As the year continued, the ups and downs led me to the hardest decision I’ve ever made.

I held the children close, “I love you two more than life itself. You deserve the best of everything, including a mom who can spend more than a few hours a day with you before resting for work. I love you so much but I can’t adopt you.”

“But we want you. Don’t send us away. We’ll be good.” They left a few weeks later and were adopted by a wonderful couple.

My heart broke.

Spring came and I still experienced good and bad days. The good stretches became longer and the bad stretches became shorter. My recovery time was more rapid. I began to spend more time with my friends and family. I added activities back into my life outside of work. My fitness improved and two years after my injury I declared myself recovered.

“She hit her head at work tonight,” I heard my friend tell my dad. I looked across the hospital room. She spoke into the phone. “No, we don’t know how bad it is yet.”

I convinced the doctor I was fine and returned to work three days later. I thought I was okay. I didn’t lose my ability to speak clearly. I didn’t have the visible symptoms I had with the first brain injury. But everything became more difficult. I returned to spending my free time resting, and yet the workdays became longer and harder.

My brain fatigued much more quickly after my on-duty concussion. At the first sign of compromised abilities, I would call in sick.

“My brain feels like a bucket with a hole in it. No matter how much water I put into it, by the end of the day it’s empty. I can’t get the bucket full enough to last through my shift,” I complained to God, begging Him to plug up the hole.

My dad and I went sailing during my 4th of July vacation. It was a wonderful getaway until my dad started a serious conversation. “You need to quit work. It terrifies me that you get disoriented and confused, that you might not be able to react fast enough. It makes me sad that you have to give up everything else so that you can make it through a few shifts at the police department without leaving early.”

My vacation became one of heartbreak. I felt that everything I had worked for was gone. I had fought so hard to get back and I had failed. I questioned my own abilities; I thought that if I could just try harder, I’d get better.

My first day back to work from vacation went well. A week of rest was just what I needed. The police calls came in fast and I responded just as quickly. “I don’t have to quit,” I decided confidently. I started my next shift by taking my cruiser through a car wash. The sounds and movements made me throw up.
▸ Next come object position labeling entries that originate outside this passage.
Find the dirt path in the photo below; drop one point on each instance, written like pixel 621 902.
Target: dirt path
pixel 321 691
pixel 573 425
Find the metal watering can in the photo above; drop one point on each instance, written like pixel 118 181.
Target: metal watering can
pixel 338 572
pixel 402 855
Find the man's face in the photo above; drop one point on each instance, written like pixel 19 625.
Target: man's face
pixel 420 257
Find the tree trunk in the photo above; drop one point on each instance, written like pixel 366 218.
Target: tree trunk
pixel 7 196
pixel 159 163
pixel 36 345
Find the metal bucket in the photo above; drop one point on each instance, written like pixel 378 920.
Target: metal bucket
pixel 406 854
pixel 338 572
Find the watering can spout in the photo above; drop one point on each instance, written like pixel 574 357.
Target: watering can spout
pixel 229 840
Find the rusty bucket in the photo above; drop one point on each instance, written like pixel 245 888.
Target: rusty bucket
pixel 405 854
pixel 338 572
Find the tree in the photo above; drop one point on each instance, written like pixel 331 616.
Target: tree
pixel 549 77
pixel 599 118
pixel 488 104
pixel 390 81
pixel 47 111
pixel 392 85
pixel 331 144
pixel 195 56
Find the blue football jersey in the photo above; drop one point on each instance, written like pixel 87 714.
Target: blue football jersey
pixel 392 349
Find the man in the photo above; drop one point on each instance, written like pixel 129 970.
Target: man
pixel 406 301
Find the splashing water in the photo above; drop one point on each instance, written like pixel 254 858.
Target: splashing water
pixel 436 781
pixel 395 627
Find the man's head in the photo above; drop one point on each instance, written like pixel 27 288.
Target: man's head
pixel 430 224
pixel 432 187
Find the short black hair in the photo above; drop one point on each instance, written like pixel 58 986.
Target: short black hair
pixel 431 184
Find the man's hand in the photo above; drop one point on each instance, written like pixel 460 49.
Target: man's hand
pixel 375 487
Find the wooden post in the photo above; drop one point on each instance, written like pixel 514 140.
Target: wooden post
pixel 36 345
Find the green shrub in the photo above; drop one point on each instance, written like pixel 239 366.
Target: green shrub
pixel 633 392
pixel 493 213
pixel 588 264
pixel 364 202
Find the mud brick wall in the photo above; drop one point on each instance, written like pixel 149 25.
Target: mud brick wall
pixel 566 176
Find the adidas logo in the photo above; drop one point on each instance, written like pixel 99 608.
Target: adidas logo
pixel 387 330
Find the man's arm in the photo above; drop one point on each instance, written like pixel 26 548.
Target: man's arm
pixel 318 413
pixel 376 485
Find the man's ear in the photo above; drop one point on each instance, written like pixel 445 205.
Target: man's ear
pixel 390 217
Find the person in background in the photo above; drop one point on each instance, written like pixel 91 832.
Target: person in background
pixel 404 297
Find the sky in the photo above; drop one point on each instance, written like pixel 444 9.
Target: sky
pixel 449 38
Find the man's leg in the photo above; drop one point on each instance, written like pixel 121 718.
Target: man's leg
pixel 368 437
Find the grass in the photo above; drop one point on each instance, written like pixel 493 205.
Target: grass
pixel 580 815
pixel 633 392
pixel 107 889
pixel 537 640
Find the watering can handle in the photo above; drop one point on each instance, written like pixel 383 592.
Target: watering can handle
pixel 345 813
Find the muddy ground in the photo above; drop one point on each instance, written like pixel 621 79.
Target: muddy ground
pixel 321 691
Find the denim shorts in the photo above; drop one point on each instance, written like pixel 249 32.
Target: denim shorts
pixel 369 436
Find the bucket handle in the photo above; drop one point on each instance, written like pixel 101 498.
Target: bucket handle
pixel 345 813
“I need to leave.” My captain looked at me with sadness in his eyes. “My brain just isn’t consistently rested enough to be safe on the job.”

A week later I collided with my nephew while playing in the waves. The sand swayed under my feet as my mom helped me stumble to the car.
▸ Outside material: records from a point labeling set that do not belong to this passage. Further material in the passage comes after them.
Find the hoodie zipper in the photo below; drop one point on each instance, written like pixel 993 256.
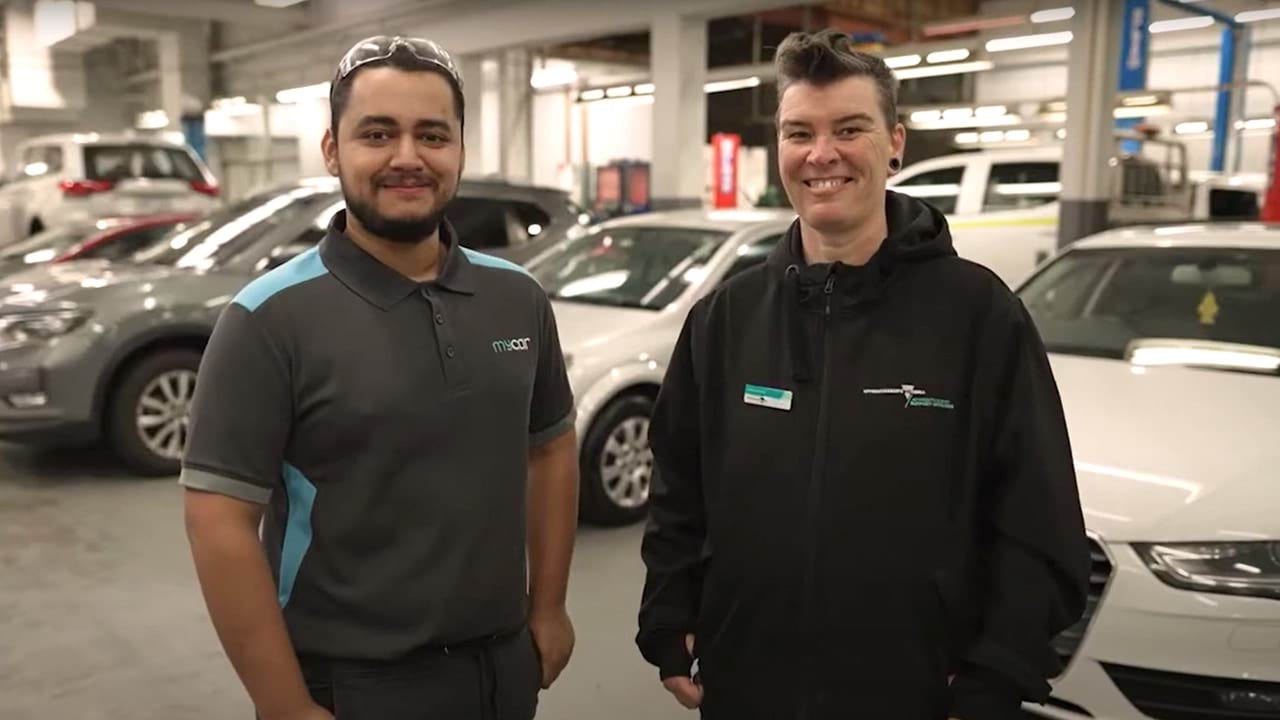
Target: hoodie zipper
pixel 819 468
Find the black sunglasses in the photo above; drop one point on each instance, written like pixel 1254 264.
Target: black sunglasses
pixel 383 46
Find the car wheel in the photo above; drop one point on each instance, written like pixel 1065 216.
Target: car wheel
pixel 617 464
pixel 150 411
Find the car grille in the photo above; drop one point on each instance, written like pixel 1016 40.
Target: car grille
pixel 1100 574
pixel 1174 696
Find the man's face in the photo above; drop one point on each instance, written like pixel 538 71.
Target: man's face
pixel 397 151
pixel 833 151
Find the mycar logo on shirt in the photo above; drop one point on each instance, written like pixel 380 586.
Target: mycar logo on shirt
pixel 915 396
pixel 513 345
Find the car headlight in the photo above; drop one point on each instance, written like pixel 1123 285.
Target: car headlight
pixel 1226 568
pixel 40 326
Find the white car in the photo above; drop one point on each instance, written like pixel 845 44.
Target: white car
pixel 1002 205
pixel 1165 343
pixel 621 292
pixel 77 178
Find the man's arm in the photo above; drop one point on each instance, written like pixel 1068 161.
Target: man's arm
pixel 552 518
pixel 552 529
pixel 241 420
pixel 673 540
pixel 1037 552
pixel 242 602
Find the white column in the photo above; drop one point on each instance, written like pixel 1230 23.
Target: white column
pixel 679 64
pixel 1091 92
pixel 515 106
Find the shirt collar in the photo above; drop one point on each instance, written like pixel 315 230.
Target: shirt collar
pixel 380 285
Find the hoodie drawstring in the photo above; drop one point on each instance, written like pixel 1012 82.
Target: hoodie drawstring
pixel 796 336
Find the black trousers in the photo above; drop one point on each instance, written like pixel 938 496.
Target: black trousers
pixel 489 679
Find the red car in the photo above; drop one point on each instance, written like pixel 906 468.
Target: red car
pixel 112 238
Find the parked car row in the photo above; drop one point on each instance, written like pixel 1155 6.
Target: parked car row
pixel 1165 342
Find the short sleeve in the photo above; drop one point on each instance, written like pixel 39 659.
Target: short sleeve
pixel 552 410
pixel 241 414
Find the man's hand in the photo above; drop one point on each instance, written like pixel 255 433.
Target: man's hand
pixel 686 691
pixel 312 712
pixel 553 637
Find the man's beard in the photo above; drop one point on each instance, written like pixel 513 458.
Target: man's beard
pixel 407 231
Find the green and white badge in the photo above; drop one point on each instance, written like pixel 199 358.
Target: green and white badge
pixel 767 397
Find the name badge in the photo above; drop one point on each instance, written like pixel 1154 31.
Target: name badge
pixel 767 397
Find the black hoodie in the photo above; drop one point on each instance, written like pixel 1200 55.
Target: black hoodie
pixel 864 486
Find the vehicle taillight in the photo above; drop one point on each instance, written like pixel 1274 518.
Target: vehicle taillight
pixel 205 187
pixel 80 188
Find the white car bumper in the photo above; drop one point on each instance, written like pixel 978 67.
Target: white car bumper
pixel 1159 652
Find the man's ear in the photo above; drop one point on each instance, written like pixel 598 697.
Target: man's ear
pixel 329 147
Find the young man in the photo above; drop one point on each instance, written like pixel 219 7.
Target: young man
pixel 396 406
pixel 865 504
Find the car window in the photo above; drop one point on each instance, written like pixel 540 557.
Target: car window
pixel 940 188
pixel 224 235
pixel 124 162
pixel 752 254
pixel 1097 301
pixel 1015 186
pixel 480 222
pixel 629 267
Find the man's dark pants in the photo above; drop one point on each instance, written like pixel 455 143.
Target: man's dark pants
pixel 492 679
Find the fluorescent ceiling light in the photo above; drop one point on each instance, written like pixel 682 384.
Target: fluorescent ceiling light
pixel 1028 41
pixel 1257 123
pixel 1180 23
pixel 947 55
pixel 306 92
pixel 727 85
pixel 967 123
pixel 1258 16
pixel 1142 112
pixel 950 69
pixel 903 62
pixel 1052 16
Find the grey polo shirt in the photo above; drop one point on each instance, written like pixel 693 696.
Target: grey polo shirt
pixel 387 427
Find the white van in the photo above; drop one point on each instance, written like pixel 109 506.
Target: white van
pixel 1002 205
pixel 64 180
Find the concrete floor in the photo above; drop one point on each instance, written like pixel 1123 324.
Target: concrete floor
pixel 101 618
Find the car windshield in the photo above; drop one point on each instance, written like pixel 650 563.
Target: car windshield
pixel 46 245
pixel 225 233
pixel 1185 305
pixel 627 267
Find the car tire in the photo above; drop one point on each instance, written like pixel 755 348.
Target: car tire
pixel 149 408
pixel 617 464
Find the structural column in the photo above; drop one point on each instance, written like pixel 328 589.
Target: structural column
pixel 1091 91
pixel 515 113
pixel 679 57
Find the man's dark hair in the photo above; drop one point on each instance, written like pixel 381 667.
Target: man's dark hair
pixel 828 57
pixel 339 94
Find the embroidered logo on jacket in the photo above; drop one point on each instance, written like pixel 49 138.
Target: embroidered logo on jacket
pixel 512 345
pixel 914 396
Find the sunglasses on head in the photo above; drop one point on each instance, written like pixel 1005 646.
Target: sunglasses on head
pixel 383 46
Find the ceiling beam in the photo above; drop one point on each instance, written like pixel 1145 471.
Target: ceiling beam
pixel 236 12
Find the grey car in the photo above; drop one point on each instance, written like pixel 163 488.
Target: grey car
pixel 97 350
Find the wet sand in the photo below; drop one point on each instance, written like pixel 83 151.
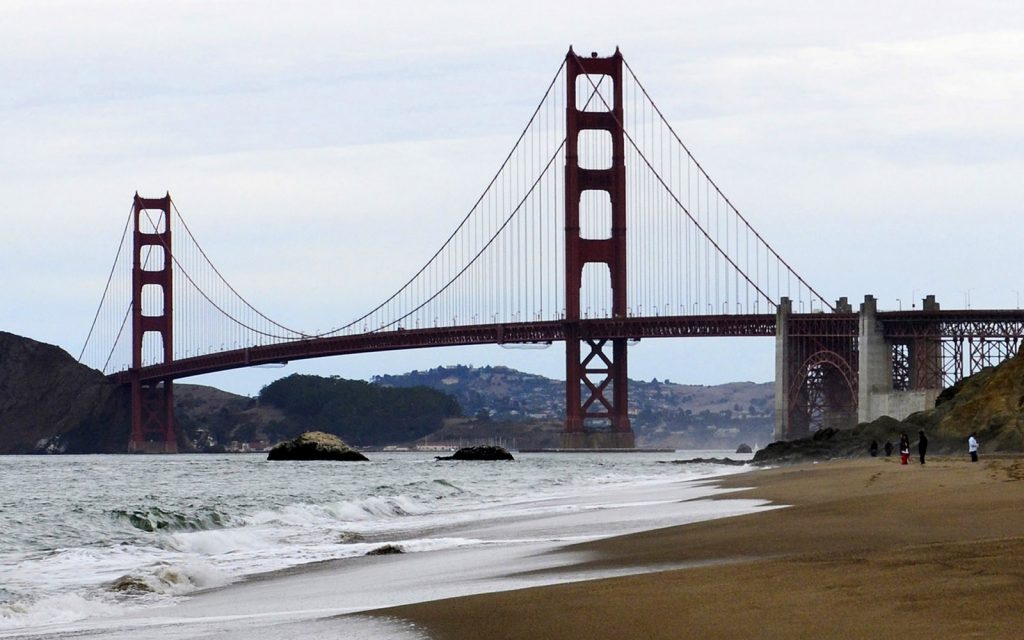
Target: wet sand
pixel 866 549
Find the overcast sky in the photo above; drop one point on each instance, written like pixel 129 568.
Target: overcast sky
pixel 878 145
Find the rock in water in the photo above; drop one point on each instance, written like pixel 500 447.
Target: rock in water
pixel 479 453
pixel 315 445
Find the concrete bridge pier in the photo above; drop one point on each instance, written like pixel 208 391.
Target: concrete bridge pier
pixel 897 376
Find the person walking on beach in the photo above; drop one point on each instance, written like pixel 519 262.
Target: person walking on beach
pixel 904 449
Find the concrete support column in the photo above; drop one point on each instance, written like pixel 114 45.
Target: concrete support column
pixel 875 364
pixel 782 369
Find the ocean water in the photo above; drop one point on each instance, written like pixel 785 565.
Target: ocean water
pixel 101 545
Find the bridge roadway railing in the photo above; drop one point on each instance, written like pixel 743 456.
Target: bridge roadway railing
pixel 953 324
pixel 513 333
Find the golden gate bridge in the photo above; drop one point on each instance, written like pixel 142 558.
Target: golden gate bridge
pixel 599 228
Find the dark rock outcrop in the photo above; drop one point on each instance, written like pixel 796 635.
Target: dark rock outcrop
pixel 50 403
pixel 479 453
pixel 315 445
pixel 708 461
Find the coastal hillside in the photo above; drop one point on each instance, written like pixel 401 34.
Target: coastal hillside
pixel 51 403
pixel 665 414
pixel 989 403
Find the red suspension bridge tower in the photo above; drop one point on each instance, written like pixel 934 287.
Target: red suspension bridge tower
pixel 152 401
pixel 601 420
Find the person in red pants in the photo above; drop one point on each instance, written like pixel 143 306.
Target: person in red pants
pixel 904 449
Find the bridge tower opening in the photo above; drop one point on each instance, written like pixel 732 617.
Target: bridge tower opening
pixel 152 401
pixel 596 382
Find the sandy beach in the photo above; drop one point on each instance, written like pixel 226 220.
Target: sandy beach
pixel 865 549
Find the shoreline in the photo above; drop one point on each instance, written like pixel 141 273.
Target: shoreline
pixel 865 549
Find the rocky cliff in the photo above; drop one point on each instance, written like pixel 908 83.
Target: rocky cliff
pixel 50 403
“Mom, I did even hit my head right now.” Back to square one. Hospitals, brain therapy, pacing activities.

I struggled to understand. I was so angry at God for taking away my foster kids, my job, and my capabilities. I was angry that I couldn’t do all of the activities I loved. I felt loss after loss. Yet I still trusted Him to use me in a meaningful way and give me a fulfilling life.

I still feel the hurts and losses of the past three years. I still roller coaster with good and bad brain days. But over the past year, I relaxed into life and redefined my priorities. I strengthened my relationships with family and friends. Snowshoeing replaced skiing. I sold my motorcycle and started hiking extensively with my dog. Even though I couldn’t sustain being a long-term foster parent myself, I now provide respite for other foster parents. And even though I could not sustain a full-time job as a police officer, I now work as a probation surveillance officer and a private investigator with a flexible schedule.

Today my life is not defined by my head injury. The injury is just a piece of the puzzle and not the complete picture of me.

Life is different now.

And most days I can say, “My voice sounds good today.”